In order to fabricate CNT-MMs with these respective geometries, masks for photolithography were created by using a combination of AutoCAD and KLayout programs to obtain the proper geometries and layering, respectively. After the CAD design, the mask blanks were laser etched and cleaned in acid leaving the intended geometry. The finished masks were then used in photolithography to pattern several alumina-coated silicon wafers. Once the wafer was evenly covered with photoresist, properly patterned with the mask, developed to remove residual photoresist, and dimensions verified via a microscope, a thin layer of iron was deposited on the mask, covering the remaining photoresist. With a thin layer of iron covering the wafer, the remaining photoresist was removed with an appropriate chemical solvent. In order to cut the wafer to the size needed for the CNT growth furnace, the wafer was coated with a thin layer of protective photoresist and cut into 17mm squares. After dicing the wafers, the protective photoresist layer was removed and the sample was rinsed in preparation for CNT growth. Four samples were placed in the furnace and after varying the time, temperature, and ethylene/hydrogen gas flow rates, CNT-MMs had grown on the silicon wafer and begun separating from it. Lastly, the filters were fully removed from the substrate and oxygen-plasma etched to remove unwanted material that blocked the micro-channels on the underside of the filter. Platinum deposition was then performed statically in a beaker with a magnetic stirring stick to facilitate even platinum distribution across the filter surface.

Results

In the static deposition environment platinum was deposited throughout the CNT-MMs. Figure 1 compares the different geometries of various samples at the center of the channels. The amount of platinum deposited in each of the filters at the center is visually comparable and requires a more rigorous analysis to determine the best pore geometry and size.

Figure 1: a) CNT-MM shape and depth comparison b)Flow cell deposition set-up (no syringe)

Discussion

AutoCAD and KLayout program functionality was a serious issue in the mask design/creation process. This difficulty led to the creation of one mask with an inverted polarity thereby necessitating a negative photoresist. Negative photoresists are generally more sensitive to development times and often yield less accurate pore sizes and shapes. Regardless, we successfully completed the growth of several CNT-MMs and have begun to characterize the penetration of platinum deposition.
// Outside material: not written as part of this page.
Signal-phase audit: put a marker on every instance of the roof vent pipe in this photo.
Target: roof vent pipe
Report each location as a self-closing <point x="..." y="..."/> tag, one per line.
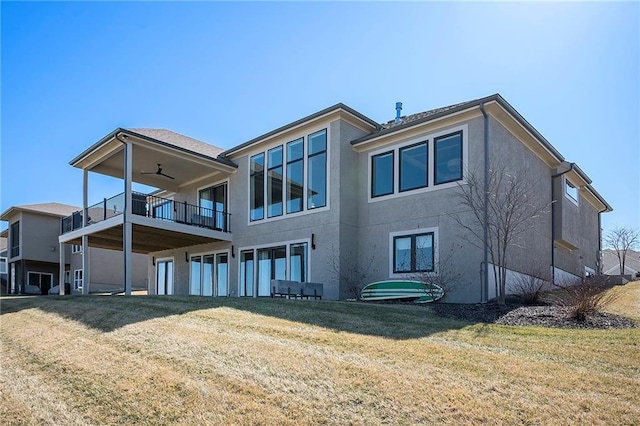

The flow cell itself functions as anticipated, working with both circular as well as the original square samples. More useful data with the flow cell was not obtained largely due to time constraints and the shearing of platinum off the microchannel surfaces. It is suspected this is due to a high fluid velocity in the channels. However, the flow through method was satisfactory inside the porous CNT walls. Although it wasn’t possible to obtain more objective results, the results that were taken from the flow cell were promising. More testing is needed to conclusively determine the optimal pore size/geometry.

Conclusion

Future work in this area includes more extensive testing of the flow cell deposition set-up to determine the optimal cycling times and flow rates. Once the flow cell cycling issue is optimized, it is anticipated that more comparative data will be obtained with respect to the different geometries. In the mean time, the framework for such tests is fully in place with several pore geometries to compare and contrast.

References

1. Wang, J., Electrochemical Glucose Biosensors. Chemical Reviews, 2008. 108(2): p. 814-825.
2. Montornes, J.M., M.S. Vreeke, and I. Katakis, Glucose Biosensors, in Bioelectrochemistry: Fundamentals, Experimental Techniques and Applications, P.N. Bartlett, Editor. 2008, John Wiley and Sons, Ltd. p. 199-217.
3. Claussen, J.C., et al., Electrochemical Biosensor of nanocube-augmented carbon nanotube networks. ACS Nano, 2009. 3(1): p. 37-44.
4. Jr., L.C.C. and C. Lyons, Electrode systems for continuous monitoring in cardiovascular surgery. Annals of the New York Academy of Sciences, 1962. 102: p. 29-45.
5. Rivas, G.A., et al., Carbon nanotubes for electrochemical biosensing. Talanta, 2007. 74(3): p. 291- 307.